Progress on Learning a New Language

A 20th day update to my first post documenting my experience using Pimsleur and Duolingo to study Arabic, with the Pimsleur course being specific to Egyptian Arabic. My expectations for how quickly I would learn are shaped in part by my experience learning French in High School and later via Duolingo, each time for about a year. Not counting the in-classroom time with a teacher decades ago, no other period of learning did I have regular practice with another fluent speaker. It wasn’t a surprise to me that while my vocabulary was relatively broad, I could speak very little French and understand even less in practice. So, I started out knowing Arabic would be at least as difficult and kept a positive attitude.

Pimsleur, by lesson 20, had done a good job building on the example conversations using the vocabulary taught in the previous lessons. I feel that at each new lesson I would be able to understand most of the next lesson’s listening exercises, which does help build confidence at least within the Pimsleur courses. It is effective also at teaching how to listen for important contextual cues, like question words, specific verbs like eating, drinking, and words you might use while shopping.

Outside of Pimsleur is where I started to learn tougher lessons, the first being that it was still too soon for me to be able to listen to even simple conversations in a YouTube video spoken in Egyptian Arabic. I found my word recognition was slight at best at this point, and not well enough to guess context in a genuine spoken conversation on the street. One example series I had tuned into was built as a “beginners” Egyptian Arabic video where they asked people on the street about their days.

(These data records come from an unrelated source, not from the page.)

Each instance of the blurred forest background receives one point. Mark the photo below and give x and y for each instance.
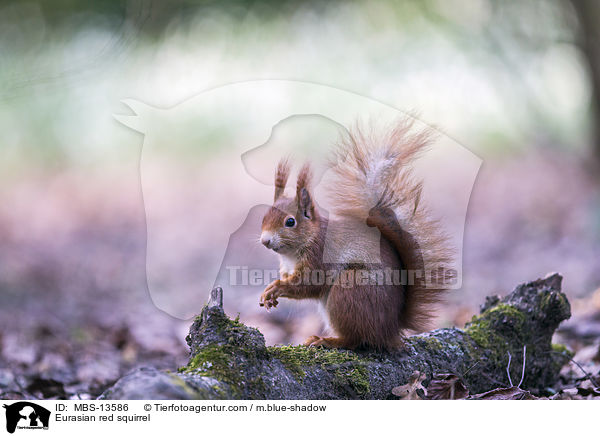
(517, 83)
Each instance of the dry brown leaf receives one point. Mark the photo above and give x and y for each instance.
(513, 393)
(446, 387)
(410, 391)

I will need to revisit this again when I have learned a lot more.

I did find while on YouTube that there are a few creators who do really good vocabulary videos that were helpful, like Linguamid’s channel. TikTok also has dozens of accounts dedicated to very short practical language lessons, some as short as a single word, like the “that’s easy, Habibi” guy.

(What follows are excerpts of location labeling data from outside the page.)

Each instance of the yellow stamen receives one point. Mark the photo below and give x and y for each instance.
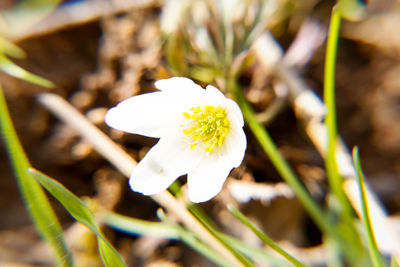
(208, 125)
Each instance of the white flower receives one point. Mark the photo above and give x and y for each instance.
(201, 134)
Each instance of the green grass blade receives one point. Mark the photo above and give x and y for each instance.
(10, 49)
(240, 216)
(165, 229)
(34, 197)
(24, 14)
(12, 69)
(334, 179)
(190, 239)
(373, 249)
(254, 253)
(82, 214)
(139, 227)
(283, 168)
(345, 225)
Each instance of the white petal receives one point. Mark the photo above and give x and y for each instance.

Another learning curve I discovered is that translation resources aren’t always available. I feel like it is hit or miss if I can find Egyptian at all in an app when trying to translate or set localization. One of the more complete online dictionaries for Egyptian Arabic has mobile apps but they only work for older builds of iOS and Android, so one has to use the desktop browser mode to access it.

Duolingo today only supports MSA, not Egyptian, but is excellent for teaching a complete beginner to read and guess the sound of Arabic letters. Pimsleur does this but with much less depth, in a visual format of listen and see how the letters sound. Duolingo’s format is better in this specific context although I can see it will get a lot more complicated once the lessons shift away from learning the alphabet to MSA in complete sentences. For now, the brief examples like “big jacket” and “amazing house” are easy enough I don’t feel like I am confusing myself and it does help improve the speed of word recognition. I also feel like Duolingo does a good job teaching you how to guess how a word might be pronounced, and to spot slight differences between short and long vowel sounds.

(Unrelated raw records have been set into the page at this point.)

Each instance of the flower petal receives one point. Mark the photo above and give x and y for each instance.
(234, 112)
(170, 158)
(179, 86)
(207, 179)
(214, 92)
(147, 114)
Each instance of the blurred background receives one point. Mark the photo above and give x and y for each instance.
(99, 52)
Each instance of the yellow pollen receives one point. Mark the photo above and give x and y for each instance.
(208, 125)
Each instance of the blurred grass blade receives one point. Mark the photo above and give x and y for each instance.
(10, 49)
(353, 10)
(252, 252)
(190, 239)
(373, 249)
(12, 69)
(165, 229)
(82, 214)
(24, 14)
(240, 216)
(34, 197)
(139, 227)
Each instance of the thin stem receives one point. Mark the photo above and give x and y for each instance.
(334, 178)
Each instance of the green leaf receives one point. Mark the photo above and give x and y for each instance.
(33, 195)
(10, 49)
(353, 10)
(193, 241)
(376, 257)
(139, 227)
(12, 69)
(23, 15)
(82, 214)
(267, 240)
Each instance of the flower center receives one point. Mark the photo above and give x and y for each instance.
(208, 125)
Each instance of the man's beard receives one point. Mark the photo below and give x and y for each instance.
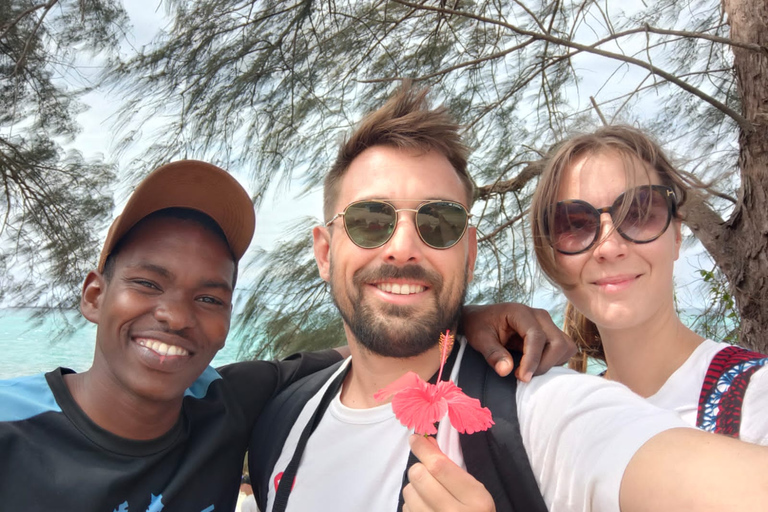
(412, 336)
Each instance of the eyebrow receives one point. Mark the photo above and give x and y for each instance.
(164, 272)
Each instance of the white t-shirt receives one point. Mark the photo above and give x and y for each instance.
(681, 393)
(580, 432)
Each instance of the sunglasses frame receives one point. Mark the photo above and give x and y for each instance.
(416, 210)
(667, 193)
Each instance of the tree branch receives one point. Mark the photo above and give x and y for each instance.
(743, 123)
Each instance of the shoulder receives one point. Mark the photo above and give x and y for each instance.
(580, 432)
(754, 426)
(25, 397)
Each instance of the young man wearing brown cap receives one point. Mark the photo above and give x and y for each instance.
(150, 425)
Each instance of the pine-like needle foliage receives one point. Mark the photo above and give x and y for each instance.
(270, 86)
(53, 203)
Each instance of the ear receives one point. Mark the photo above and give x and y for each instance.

Next, I searched for music artists who sing in Egyptian Arabic or a mix of Enlish and Arabic and found a few. So far my word recognition here is about the same as listening to YouTube – ie, mish kwayes awi. However, it does help me pick out words or phrases I want to learn as I find songs I like. I hope before long to know all the words to a few of them.

Finally, I found some lists I had for both French and Latin America artists and I reflected on how much I recognized in those songs; the latter in Spanish which I had never studied but had lived around folks who were fluent. I think that long exposure to artists who rap in mixed English and Spanish taught me more words than I give myself credit for. I feel the same way about listening to a song in French, in which I can usually pick out quite a few words especially when the song includes statements about self or question words.

Learning something new feels like unused parts of my brain are rejuvenated. I know that before long, the hard work begins but for now I am enjoying how it feels to step outside my comfort zone and discover things I never knew before.

Next update after I complete the Level 1 Pimsleur course, which is 30 days in total.